It's true I would be doubling up, but the asking price for that lot is only $100 and as you said, extra is never a problem unless you don't have space for it!

Edit: On second thought I think I may pick up one of the used Beseler 23C's advertised on craigslist near me.


----------



## christopher walrath (Dec 16, 2008)

$100.00?!?!?  What da heck?  Get on it, man!


----------



## manfromh (Dec 17, 2008)

Also, find out what her favourite film is, and buy lots of it.


----------



## Lisanico (Dec 17, 2008)

j0n said:


> Let me start out by saying I know nothing about photography. My girlfriend, however, is quite talented and absolutely loves it. I know she's always wanted a darkroom so I thought it would make the perfect Christmas gift. The only problem is... I have no idea where to begin. I've read various "how-to's" on the net and have a general idea of what's needed but was hoping I could get some help from some enthusiasts.
> 
> Thanks in advance!
> 
> -Clueless boyfriend



Oh my good is that cute! :heart:
I cant believe you are doing that and espeically you are informing yourself on the net for her present! 
Your girl can really feel special having a boyfriend like you!
Hope you will get a nice gift as well


----------



## j0n (Dec 19, 2008)

Welp... shopping last night was a success. I picked up the following...

 - graduated cylinders
 - 3 sets of tongs
 - safe light
 - changing bag
 - paper
 - 4 rolls of film
 - 2 thermometers
- more stop bath(did not have as much as i previously thought)

Going to swing by Home Depot for some trays, funnels, a couple water coolers(for dispensing chemicals), small diameter PVC piping(to construct the darkroom's "frame", and a couple boxes of black contractor bags(to use as "walls").
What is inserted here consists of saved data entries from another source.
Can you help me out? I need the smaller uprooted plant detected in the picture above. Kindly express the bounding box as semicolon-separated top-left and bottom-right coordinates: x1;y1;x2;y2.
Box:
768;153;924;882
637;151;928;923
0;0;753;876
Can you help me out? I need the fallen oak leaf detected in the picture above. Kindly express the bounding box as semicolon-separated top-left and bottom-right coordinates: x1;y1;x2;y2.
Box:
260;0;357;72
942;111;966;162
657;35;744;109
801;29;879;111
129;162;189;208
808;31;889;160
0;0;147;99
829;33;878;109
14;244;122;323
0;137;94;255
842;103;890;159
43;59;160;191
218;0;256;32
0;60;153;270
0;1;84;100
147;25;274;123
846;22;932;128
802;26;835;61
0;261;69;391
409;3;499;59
After that I'm down to just the enlarger and additional timer thingamajig, both of which I have a line on via Craigslist.
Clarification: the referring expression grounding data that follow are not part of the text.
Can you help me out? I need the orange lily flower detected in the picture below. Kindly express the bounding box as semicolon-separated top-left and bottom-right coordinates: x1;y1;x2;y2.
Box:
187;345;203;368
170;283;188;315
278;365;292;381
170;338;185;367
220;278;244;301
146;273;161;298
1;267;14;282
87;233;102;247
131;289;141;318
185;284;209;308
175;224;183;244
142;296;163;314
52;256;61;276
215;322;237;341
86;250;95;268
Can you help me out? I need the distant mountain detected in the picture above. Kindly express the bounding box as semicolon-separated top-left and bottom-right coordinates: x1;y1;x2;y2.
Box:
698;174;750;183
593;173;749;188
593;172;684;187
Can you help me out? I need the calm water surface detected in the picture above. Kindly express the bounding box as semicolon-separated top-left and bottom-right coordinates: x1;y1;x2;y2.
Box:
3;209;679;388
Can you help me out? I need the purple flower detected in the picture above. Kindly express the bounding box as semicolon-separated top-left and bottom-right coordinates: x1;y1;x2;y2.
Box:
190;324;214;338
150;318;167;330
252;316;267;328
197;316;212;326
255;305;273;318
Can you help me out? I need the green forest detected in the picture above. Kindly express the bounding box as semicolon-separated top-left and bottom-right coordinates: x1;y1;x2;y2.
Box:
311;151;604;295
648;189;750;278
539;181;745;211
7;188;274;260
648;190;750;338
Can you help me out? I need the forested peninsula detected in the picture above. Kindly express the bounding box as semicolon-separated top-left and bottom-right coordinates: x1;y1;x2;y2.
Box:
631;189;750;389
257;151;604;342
Once again thanks a lot for all the help!



Lisanico said:


> Oh my good is that cute! :heart:
> I cant believe you are doing that and espeically you are informing yourself on the net for her present!
> Your girl can really feel special having a boyfriend like you!
> Hope you will get a nice gift as well



Haha thanks... she's worth it and I'm sure she has something fun planned for me :mrgreen:


----------



## christopher walrath (Dec 19, 2008)

Yeah, when she asks you to pose just resist the urge to hold the G-string in your teeth.


----------